WEDNESDAY, Feb. 21 (HealthDay News) -- The U.S. Food and Drug Administration has asked Genentech to add a boxed warning to the drug Xolair (omalizumab), which has been linked to anaphylaxis in patients being treated for asthma. The reactions can occur more than 24 hours after treatment, even after the first dose or in patients who did not have a reaction to the first dose.
Patients being treated with Xolair should be observed for two hours after injection, and providers should be prepared to administer treatment for anaphylaxis. Patients should also carry emergency medication and be instructed on the symptoms that would warrant self-treatment for anaphylaxis.
Xolair was approved in 2003 for treatment of patients 12 and older with a positive reaction to perennial aeroallergens and moderate to severe asthma not controlled by standard treatment. The risk of anaphylaxis is 0.1 percent and was listed on the warning label at approval.
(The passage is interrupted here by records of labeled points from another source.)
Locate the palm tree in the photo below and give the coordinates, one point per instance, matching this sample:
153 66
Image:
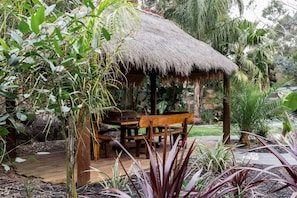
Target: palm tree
206 20
64 68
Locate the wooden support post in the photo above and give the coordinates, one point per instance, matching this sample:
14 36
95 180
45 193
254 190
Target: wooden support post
153 79
83 153
226 110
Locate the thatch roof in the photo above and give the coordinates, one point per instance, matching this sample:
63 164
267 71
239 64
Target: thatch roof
162 46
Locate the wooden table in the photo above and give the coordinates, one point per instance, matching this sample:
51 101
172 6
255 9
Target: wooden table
123 124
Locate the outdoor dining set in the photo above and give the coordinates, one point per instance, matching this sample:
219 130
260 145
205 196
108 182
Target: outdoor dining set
133 130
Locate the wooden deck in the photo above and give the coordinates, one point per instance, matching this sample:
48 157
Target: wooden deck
52 167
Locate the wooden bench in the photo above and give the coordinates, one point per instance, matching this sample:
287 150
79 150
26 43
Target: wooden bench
151 122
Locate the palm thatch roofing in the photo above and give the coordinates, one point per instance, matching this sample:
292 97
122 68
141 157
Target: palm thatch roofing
162 47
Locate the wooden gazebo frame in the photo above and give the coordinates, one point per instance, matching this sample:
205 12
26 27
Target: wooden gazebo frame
161 48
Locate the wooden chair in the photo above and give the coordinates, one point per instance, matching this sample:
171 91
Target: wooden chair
151 122
101 140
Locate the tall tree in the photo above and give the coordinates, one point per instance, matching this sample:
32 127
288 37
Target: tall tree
206 20
65 49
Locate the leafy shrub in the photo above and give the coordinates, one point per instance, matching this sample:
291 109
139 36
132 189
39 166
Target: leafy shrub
175 176
217 159
116 181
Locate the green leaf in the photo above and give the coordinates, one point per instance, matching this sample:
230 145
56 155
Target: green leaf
58 33
24 27
21 116
3 44
287 126
37 19
58 48
49 9
291 101
13 60
8 94
106 34
89 3
3 131
4 117
15 36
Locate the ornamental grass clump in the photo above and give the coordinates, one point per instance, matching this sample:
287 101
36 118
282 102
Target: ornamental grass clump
287 173
217 159
176 175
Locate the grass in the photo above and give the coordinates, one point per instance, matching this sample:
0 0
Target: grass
207 130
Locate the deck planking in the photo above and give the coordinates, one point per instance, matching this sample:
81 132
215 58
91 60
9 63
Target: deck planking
52 167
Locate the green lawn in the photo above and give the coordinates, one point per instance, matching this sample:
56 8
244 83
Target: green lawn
202 130
206 130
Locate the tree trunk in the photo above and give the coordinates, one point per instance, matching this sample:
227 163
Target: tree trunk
244 139
198 91
70 159
226 111
10 105
83 150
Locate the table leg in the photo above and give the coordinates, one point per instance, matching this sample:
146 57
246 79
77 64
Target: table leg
123 136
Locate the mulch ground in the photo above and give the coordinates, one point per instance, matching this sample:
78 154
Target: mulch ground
15 186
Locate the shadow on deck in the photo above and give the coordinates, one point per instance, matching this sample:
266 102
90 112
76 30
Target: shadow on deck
52 167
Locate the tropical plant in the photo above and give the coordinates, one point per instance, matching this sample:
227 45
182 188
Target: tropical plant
251 108
215 160
175 175
66 49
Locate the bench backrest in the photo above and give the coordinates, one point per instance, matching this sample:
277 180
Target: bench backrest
147 121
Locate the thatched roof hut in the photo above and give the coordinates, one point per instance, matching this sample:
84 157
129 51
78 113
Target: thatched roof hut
161 46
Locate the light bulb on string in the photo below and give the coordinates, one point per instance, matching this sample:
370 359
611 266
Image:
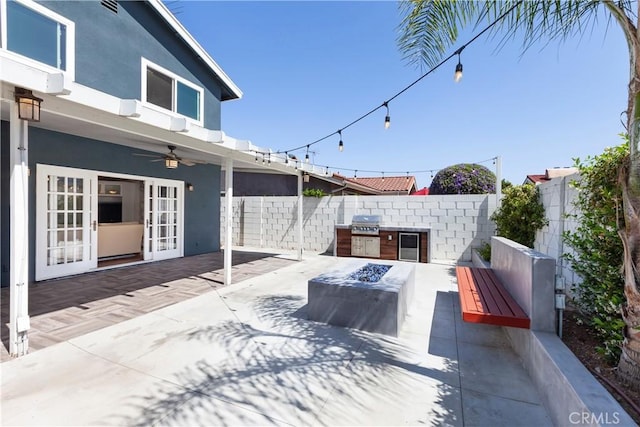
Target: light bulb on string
387 118
457 76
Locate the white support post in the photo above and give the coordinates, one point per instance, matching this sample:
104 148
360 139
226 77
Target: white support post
300 218
228 241
19 235
498 181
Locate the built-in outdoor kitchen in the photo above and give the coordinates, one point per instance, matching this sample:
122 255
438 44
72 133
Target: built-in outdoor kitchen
368 237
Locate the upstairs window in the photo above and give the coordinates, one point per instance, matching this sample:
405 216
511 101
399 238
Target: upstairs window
35 32
166 90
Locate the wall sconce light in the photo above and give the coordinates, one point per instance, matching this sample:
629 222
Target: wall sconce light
28 105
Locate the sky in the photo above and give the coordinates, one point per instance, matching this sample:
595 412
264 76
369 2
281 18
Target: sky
309 68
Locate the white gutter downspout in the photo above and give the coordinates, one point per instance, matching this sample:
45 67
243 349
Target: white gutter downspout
300 219
19 324
228 241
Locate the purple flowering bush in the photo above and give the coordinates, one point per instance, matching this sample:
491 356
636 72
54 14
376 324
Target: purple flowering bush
463 178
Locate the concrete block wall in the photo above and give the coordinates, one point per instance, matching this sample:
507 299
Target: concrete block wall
458 222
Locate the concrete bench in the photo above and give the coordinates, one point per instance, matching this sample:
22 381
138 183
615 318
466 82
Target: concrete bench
483 299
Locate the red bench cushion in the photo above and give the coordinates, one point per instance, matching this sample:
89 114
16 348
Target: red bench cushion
483 299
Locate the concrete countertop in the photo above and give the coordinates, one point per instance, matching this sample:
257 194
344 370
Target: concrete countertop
413 228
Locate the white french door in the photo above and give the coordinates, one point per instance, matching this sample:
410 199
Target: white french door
163 219
66 221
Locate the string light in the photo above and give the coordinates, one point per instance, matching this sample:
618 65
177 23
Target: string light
399 173
387 118
457 76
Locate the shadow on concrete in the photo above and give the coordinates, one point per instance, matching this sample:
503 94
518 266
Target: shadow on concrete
283 368
75 292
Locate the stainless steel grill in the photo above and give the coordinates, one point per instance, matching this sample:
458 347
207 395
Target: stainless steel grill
365 224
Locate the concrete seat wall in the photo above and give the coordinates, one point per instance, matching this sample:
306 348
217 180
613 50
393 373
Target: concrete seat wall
569 392
529 276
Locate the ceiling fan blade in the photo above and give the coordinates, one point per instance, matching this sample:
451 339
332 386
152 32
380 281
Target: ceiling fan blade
196 161
147 155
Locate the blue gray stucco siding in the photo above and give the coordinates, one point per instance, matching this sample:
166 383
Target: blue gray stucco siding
201 207
109 48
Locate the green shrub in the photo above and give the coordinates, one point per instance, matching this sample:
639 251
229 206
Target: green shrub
313 192
485 251
463 178
597 249
520 215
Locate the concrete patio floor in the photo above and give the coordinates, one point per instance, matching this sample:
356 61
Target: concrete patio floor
72 306
247 355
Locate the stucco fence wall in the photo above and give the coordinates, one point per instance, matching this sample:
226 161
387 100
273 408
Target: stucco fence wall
457 222
557 197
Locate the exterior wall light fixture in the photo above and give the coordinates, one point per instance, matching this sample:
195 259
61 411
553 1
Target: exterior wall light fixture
28 105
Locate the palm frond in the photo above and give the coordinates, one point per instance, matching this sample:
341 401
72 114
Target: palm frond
428 28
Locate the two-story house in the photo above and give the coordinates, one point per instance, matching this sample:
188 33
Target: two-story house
111 140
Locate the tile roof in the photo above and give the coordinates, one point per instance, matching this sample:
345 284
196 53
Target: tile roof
536 179
395 184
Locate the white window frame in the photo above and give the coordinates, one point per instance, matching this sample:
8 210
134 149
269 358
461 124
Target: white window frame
145 63
70 42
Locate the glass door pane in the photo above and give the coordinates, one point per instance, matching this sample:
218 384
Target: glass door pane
164 219
65 241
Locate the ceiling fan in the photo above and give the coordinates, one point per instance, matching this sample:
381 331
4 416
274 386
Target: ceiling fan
171 159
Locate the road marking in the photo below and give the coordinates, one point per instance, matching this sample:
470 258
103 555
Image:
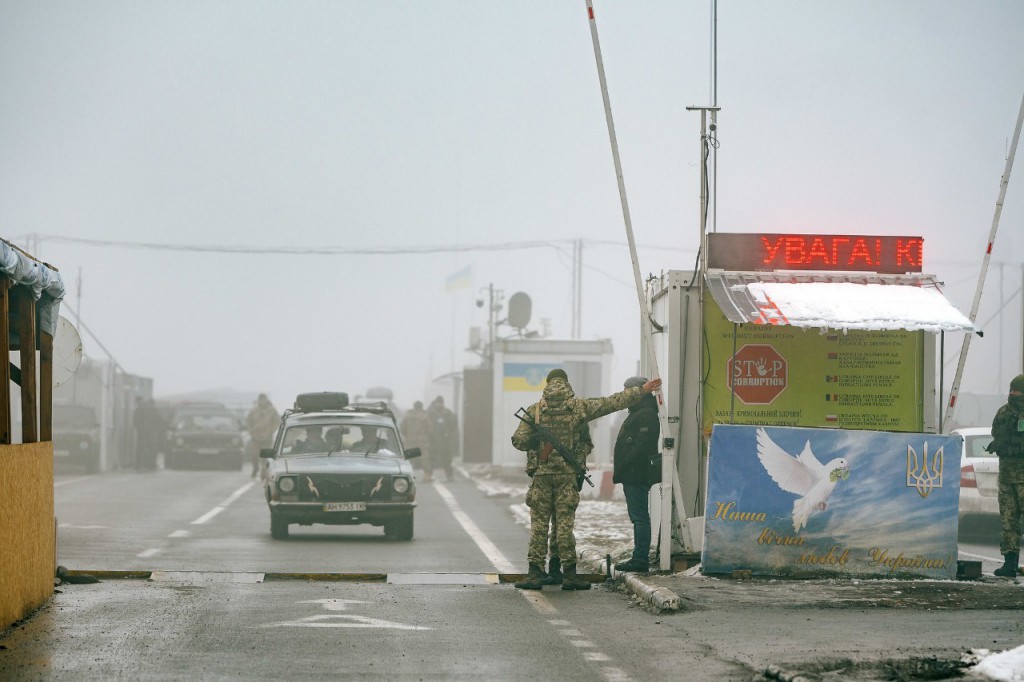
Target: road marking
223 505
334 604
347 621
58 483
489 550
982 557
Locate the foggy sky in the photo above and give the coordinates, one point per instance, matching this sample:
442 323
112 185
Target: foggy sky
387 125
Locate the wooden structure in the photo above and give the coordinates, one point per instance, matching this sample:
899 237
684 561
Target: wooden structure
30 297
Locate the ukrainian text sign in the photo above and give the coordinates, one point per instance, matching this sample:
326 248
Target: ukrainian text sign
811 503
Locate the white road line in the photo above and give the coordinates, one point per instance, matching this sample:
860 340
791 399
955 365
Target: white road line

However, due to the potential severity and delayed nature of the reaction, the FDA is now strengthening the warning label.
The FDA has received 48 reports of reactions in 39,500 patients treated with Xolair between 2003 and 2005. Seventy-one percent of cases occurred in the first two hours, although 13 percent developed more than 24 hours later. There was pulmonary involvement, such as bronchospasm, in 96 percent of cases and hypotension or syncope in 13 percent of cases.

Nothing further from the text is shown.